Após 35 anos de sua morte, família de preso político de SC vai receber R$ 70 mil de indenização

A família de um professor de Lages, na Serra de Santa Catarina, que foi preso e torturado durante a ditadura militar, será indenizada em R$ 70 mil. A decisão é do TRF-4 (Tribunal Regional Federal da 4ª Região).

Justiça Federal determinou que a União pague indenização à família de preso político de SC – Foto: Divulgacão/JusCatarina/ND

O docente morreu em abril de 1988, aos 64 anos, e teve a condição reconhecida em 2007 pelo Ministério da Justiça. O valor deve ser pago à viúva, hoje com 99 anos, e aos quatro filhos, que têm entre 65 e 73 anos. A sentença é da juíza da 2ª Vara Federal de Itajaí, Vera Lucia Feil, e foi proferida na última sexta-feira (9).

“A função pedagógica desta condenação, juntamente aos inúmeros casos similares que tramitam na Justiça Federal, deve servir como um instrumento que atue na memória de nossa sociedade e do Estado, os quais recentemente têm dado sinais de que não recordam exatamente o que ocorreu entre 1964 e 1985”, afirmou a juíza na decisão.

De acordo com o processo, o anistiado foi preso poucos dias depois do golpe de 1º de abril de 1964, sob a acusação de prática subversiva na escola onde ensinava.

A família ficou dias sem notícias da vítima e, mesmo após sua liberação, teve danos com as consequências, pois passou a sofrer preconceitos que causaram problemas financeiros – além de professor, o pai era alfaiate e perdeu clientes.

Na sentença, a juíza citou a jurisprudência consolidada do STJ (Superior Tribunal de Justiça), que considera possível a acumulação da reparação econômica prevista em Lei com a indenização.

“O STJ já firmou entendimento sobre a possibilidade de pleitear judicialmente a reparação por danos morais, considerando que a reparação administrativa abrange tão somente os danos materiais”, explicou Vera Feil.
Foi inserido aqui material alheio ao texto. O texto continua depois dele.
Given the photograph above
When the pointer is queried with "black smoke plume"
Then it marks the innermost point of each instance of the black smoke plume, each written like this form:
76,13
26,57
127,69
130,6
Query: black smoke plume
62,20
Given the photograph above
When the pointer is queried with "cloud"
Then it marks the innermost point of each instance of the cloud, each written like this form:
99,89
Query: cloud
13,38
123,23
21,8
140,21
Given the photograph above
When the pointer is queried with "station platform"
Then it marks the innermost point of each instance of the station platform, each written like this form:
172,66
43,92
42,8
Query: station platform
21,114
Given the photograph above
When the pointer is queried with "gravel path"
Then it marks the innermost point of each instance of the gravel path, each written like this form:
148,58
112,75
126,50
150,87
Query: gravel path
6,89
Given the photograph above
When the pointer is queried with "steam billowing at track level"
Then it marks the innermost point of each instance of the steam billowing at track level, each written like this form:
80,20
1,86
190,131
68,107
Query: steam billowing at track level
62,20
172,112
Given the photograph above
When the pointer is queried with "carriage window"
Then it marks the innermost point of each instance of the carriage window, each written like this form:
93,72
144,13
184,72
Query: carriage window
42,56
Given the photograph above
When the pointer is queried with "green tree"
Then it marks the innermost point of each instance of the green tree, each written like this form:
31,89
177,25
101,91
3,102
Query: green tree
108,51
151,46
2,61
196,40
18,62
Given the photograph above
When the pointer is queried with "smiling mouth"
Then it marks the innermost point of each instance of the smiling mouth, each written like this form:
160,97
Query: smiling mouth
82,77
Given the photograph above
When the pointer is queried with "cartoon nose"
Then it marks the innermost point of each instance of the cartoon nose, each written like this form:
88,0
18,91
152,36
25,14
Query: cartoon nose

A juíza também refutou as alegações da União, de que a pretensão da família estaria prescrita, pois os fatos ocorreram há quase 60 anos.

“Embora (atualmente) se considere que os atos praticados durante aquele período violaram vários direitos humanos fundamentais, não se pode dizer que o direito à reparação dos danos era exigível frente ao ordenamento jurídico vigente até a entrada em vigor da Constituição de 1988”, observou. “Durante o período do regime militar não havia sequer a possibilidade de nascimento da ação (actio nata), tendo em vista que totalmente tolhido o direito de acesso à Justiça”, explicou a magistrada.

A comprovação de tortura física foi considerada totalmente desnecessária para a juíza. “Quando a tortura é praticada pelo próprio Estado, utilizando sua estrutura e o monopólio (ilegítimo) da força para tanto, não costuma deixar vestígios para posterior comprovação, tanto que na época simplesmente fazia-se constar em documento que o ‘fichado’ foi ‘posto em liberdade’, demonstrando que era possível na época prender alguém pelo fato de participar de uma reunião e depois soltá-lo sem justificar o motivo da prisão”, considerou.

“Com efeito, não se poderia esperar que os agentes do regime de exceção deixassem documento ‘escrito’, constando que o preso foi torturado fisicamente e o modo pelo qual a tortura foi consumada”, concluiu Vera Feil. Ainda cabe recurso.